90-9-317. Seed capital project loan agreement -- specific loan requirements -- payback. (1) In addition to the loan requirements of 90-9-316, a seed capital project loan must be structured as contracted debt, including but not limited to the following terms:
(a) an interest rate set at a level that provides for a return to the council, from paybacks by all of its portfolio companies, an amount at least equal to the principal amount of the loan and that provides for a market rate of return when considering the overall benefit to the state derived from the projects;
(b) a provision in the note that may defer debt service until maturity of the note, the term of which may not exceed 8 years;
(c) a loan amount that may not exceed $50,000 in any one round of financing.
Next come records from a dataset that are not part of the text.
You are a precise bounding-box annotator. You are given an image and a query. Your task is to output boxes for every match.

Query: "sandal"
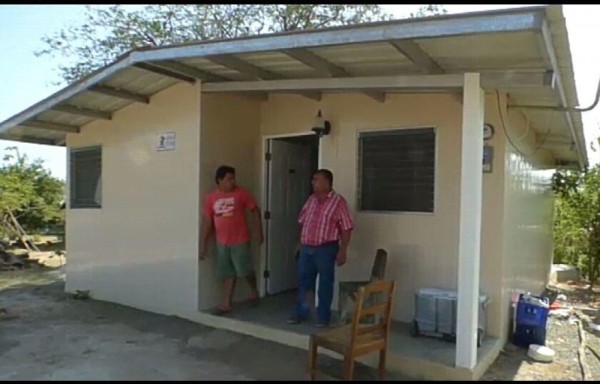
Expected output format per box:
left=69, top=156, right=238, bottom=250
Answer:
left=212, top=305, right=232, bottom=316
left=247, top=295, right=259, bottom=307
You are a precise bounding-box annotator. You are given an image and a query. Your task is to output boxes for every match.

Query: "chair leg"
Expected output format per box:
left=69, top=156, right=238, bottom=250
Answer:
left=343, top=355, right=355, bottom=381
left=378, top=349, right=387, bottom=381
left=308, top=338, right=317, bottom=381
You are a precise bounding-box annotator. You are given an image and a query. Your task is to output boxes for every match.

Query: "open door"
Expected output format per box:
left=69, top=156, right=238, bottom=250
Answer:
left=265, top=136, right=317, bottom=295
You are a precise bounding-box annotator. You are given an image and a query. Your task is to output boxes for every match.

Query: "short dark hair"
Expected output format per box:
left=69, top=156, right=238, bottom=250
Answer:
left=215, top=165, right=235, bottom=184
left=313, top=169, right=333, bottom=187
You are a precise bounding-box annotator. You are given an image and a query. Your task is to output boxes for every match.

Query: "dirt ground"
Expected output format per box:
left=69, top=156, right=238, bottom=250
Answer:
left=0, top=266, right=410, bottom=381
left=482, top=281, right=600, bottom=381
left=3, top=246, right=600, bottom=381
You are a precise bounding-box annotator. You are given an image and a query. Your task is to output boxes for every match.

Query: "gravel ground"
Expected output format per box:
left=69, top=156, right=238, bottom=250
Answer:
left=482, top=281, right=600, bottom=381
left=0, top=266, right=410, bottom=381
left=3, top=248, right=599, bottom=381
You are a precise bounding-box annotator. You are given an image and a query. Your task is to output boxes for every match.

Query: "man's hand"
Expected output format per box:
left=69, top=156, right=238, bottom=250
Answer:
left=200, top=244, right=209, bottom=260
left=336, top=249, right=347, bottom=267
left=256, top=230, right=264, bottom=246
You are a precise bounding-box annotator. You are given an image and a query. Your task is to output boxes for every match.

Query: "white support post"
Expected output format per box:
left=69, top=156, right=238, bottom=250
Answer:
left=456, top=73, right=484, bottom=369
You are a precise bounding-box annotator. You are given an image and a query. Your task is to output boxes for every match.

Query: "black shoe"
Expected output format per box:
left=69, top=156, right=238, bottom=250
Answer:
left=315, top=320, right=330, bottom=328
left=287, top=315, right=304, bottom=324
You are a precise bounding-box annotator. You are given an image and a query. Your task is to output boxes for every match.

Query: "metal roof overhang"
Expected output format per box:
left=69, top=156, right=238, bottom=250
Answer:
left=0, top=5, right=587, bottom=169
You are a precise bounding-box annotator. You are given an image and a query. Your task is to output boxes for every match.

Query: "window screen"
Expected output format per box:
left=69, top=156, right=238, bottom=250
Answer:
left=358, top=128, right=435, bottom=213
left=70, top=146, right=102, bottom=209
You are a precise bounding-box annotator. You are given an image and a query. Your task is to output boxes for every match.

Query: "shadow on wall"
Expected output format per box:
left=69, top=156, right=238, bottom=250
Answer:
left=387, top=243, right=421, bottom=321
left=337, top=242, right=421, bottom=322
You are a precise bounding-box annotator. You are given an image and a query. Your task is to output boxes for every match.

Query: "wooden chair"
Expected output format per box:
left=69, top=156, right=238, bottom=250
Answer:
left=338, top=249, right=388, bottom=325
left=308, top=280, right=396, bottom=381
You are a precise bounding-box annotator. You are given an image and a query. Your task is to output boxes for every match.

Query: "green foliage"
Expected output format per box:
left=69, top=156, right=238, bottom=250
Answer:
left=552, top=165, right=600, bottom=284
left=0, top=147, right=64, bottom=236
left=35, top=4, right=447, bottom=85
left=410, top=5, right=448, bottom=18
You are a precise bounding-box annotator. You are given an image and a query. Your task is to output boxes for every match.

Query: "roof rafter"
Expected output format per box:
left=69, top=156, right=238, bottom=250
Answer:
left=52, top=105, right=112, bottom=120
left=20, top=120, right=80, bottom=134
left=89, top=85, right=150, bottom=104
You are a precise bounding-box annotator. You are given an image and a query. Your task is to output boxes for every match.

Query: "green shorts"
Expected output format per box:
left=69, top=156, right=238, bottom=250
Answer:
left=216, top=242, right=254, bottom=279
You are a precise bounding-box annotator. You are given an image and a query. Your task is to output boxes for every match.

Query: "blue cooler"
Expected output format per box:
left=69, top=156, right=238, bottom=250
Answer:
left=513, top=293, right=549, bottom=347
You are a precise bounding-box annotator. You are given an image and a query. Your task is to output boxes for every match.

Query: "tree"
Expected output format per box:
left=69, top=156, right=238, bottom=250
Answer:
left=410, top=5, right=448, bottom=18
left=36, top=4, right=447, bottom=85
left=552, top=165, right=600, bottom=286
left=0, top=147, right=64, bottom=249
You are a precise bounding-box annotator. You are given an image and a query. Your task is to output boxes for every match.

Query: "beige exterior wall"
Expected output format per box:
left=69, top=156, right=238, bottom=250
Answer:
left=199, top=94, right=262, bottom=308
left=497, top=93, right=556, bottom=342
left=65, top=82, right=201, bottom=316
left=259, top=93, right=508, bottom=337
left=63, top=83, right=557, bottom=343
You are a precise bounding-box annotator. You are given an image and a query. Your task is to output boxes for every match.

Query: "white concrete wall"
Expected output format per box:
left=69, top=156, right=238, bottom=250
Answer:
left=497, top=93, right=556, bottom=342
left=479, top=94, right=508, bottom=339
left=65, top=82, right=201, bottom=316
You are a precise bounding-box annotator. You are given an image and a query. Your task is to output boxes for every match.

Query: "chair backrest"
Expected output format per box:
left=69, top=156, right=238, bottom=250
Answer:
left=369, top=249, right=388, bottom=281
left=349, top=280, right=396, bottom=346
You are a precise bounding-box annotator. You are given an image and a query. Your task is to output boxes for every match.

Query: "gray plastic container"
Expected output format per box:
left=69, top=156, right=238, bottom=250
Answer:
left=412, top=288, right=489, bottom=346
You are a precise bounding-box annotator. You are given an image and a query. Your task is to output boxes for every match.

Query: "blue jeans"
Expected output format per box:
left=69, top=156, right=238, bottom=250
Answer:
left=293, top=242, right=339, bottom=323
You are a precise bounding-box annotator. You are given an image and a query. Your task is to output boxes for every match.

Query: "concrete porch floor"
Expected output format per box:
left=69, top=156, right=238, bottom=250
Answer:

Successive rounds of financing in which the council participates for any one company may not occur within a 9-month period. The total amount that may be loaned to any one company may not exceed $150,000.
(d) a provision that the note becomes due in full upon dissolution or liquidation of the company;
(e) a provision that the company will provide the council with a second priority security interest in all of the equipment used in the company's business, accounts receivable, and inventory to secure repayment of the loan;
(f) a provision that the priority security interest in the company's assets referred to in subsection (1)(e) will be evidenced by appropriate forms required to secure the assets as provided in Title 30, chapter 9.
(2) In addition to the provisions in 90-9-316 and subsection (1) of this section, a seed capital project loan agreement may provide for any of the following:
(a) a convertible debenture;
(b) a warrant held by the council; or
(c) a warrant held by a third party for the benefit of the council.
History: En. Sec. 7, Ch. 284, L. 1989.